Copropriété, résidence de tourisme, bail commercial et actions contre les constructeurs.
Les résidences de tourisme constituent des copropriétés particulières. Bien que soumises aux règles issues de la loi n° 65-557 du 10 juillet 1965 fixant le statut de la copropriété, elles relèvent également de certaines dispositions du code du tourisme imposant l'intervention d'un exploitant.
Plusieurs immeubles, soumis au statut de la copropriété pour ensuite être exploités comme résidences de tourisme, ont été construits dans le cadre d'une vente en l'état futur d'achèvement.
Divers désordres ayant été constatés, les syndicats de copropriétaires de ces immeubles ont assigné en référé expertise l'assureur dommages-ouvrage, ainsi que les différents intervenants à la construction et leurs assurances respectives.
Dans deux arrêts du 22 mai 2025 (N° 23-19.544 et 23-19.545), la Cour de cassation rappelle que, même en présence d'une clause subrogeant l'exploitant dans ses droits et actions contre les constructeurs et leurs assureurs, celle-ci n'a pas pour effet de priver un syndicat des copropriétaires de sa qualité à agir à leur encontre en vue d'obtenir la réparation des dommages affectant les parties communes de l'immeuble.
Modalités d'affichage et de notification de l'arrêté de la personne publique procédantà une expropriation pour cause d'utilité publique
Rappelons que l'expropriation pour cause d'utilité publique est une procédure qui permet à une personne publique de contraindre une personne privée ou morale, y compris donc un syndicat des copropriétaires, à céder la propriété de son bien, moyennant le paiement d'une indemnité aux fins de réaliser un ouvrage public ou un aménagement urbain.
Lorsque l'expropriation concerne un bien situé en copropriété la situation se complique sur le plan juridique.
Le décret N° 2025-228 du 10 mars 2025 vise ainsi à encadrer les modalités d'affichage des arrêtés d'expropriation dans les lieux publics et les propriétés concernées, avec une notification formelle au syndic et à tous les copropriétaires avec des délais de recours strictement encadrés.
La transformation de bureaux en logements au sein d'une copropriété
Jusqu'à présent, la transformation des parties privatives à usage autre que d'habitation (bureaux, ateliers...) en logements ne pouvait se faire qu'à l'unanimité des copropriétaires, lorsque cette transformation contrevenait à la destination de l'immeuble. L'opposition d'un seul copropriétaire suffisait pour que le changement n'ait pas lieu.
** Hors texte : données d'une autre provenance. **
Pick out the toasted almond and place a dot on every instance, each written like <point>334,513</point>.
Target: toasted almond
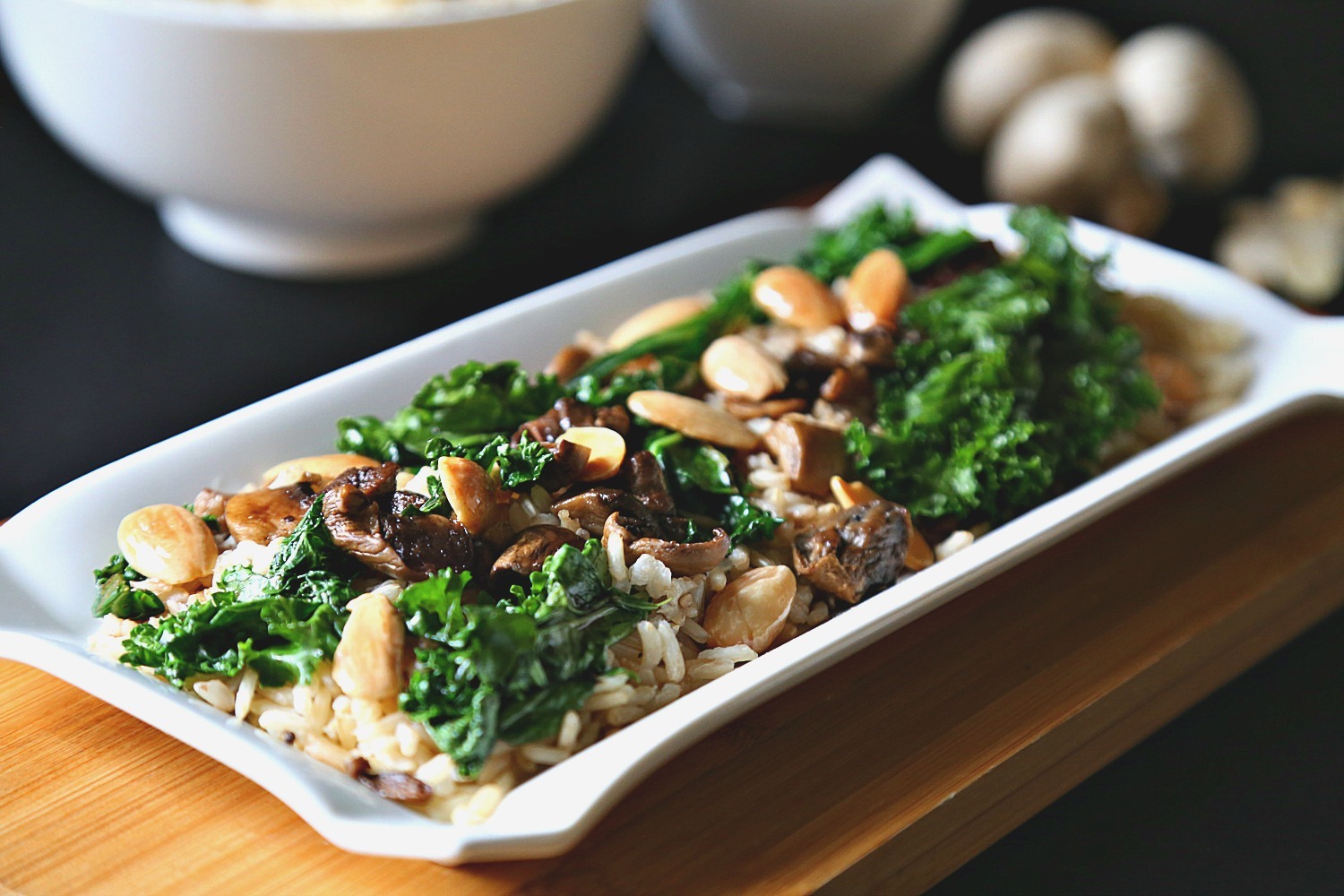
<point>752,608</point>
<point>368,659</point>
<point>319,469</point>
<point>876,289</point>
<point>741,368</point>
<point>470,492</point>
<point>918,554</point>
<point>795,297</point>
<point>691,417</point>
<point>849,493</point>
<point>656,319</point>
<point>569,362</point>
<point>607,450</point>
<point>168,543</point>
La loi du 16 juin 2025 modifie cela : désormais, l'approbation de cette transformation par l'assemblée générale des copropriétaires se fait à la majorité des voix exprimées, soit la majorité de l'article 24. Cette majorité est également applicable pour la modification de la répartition des charges qui résulte de ce changement de destination.
L'obligation pour les professionnels du secteur d'une veille juridique permanente est de plus en plus accrue et nécessite l'accompagnement par un professionnel du droit pour cerner les conséquences dans l'exercice quotidien de leurs missions.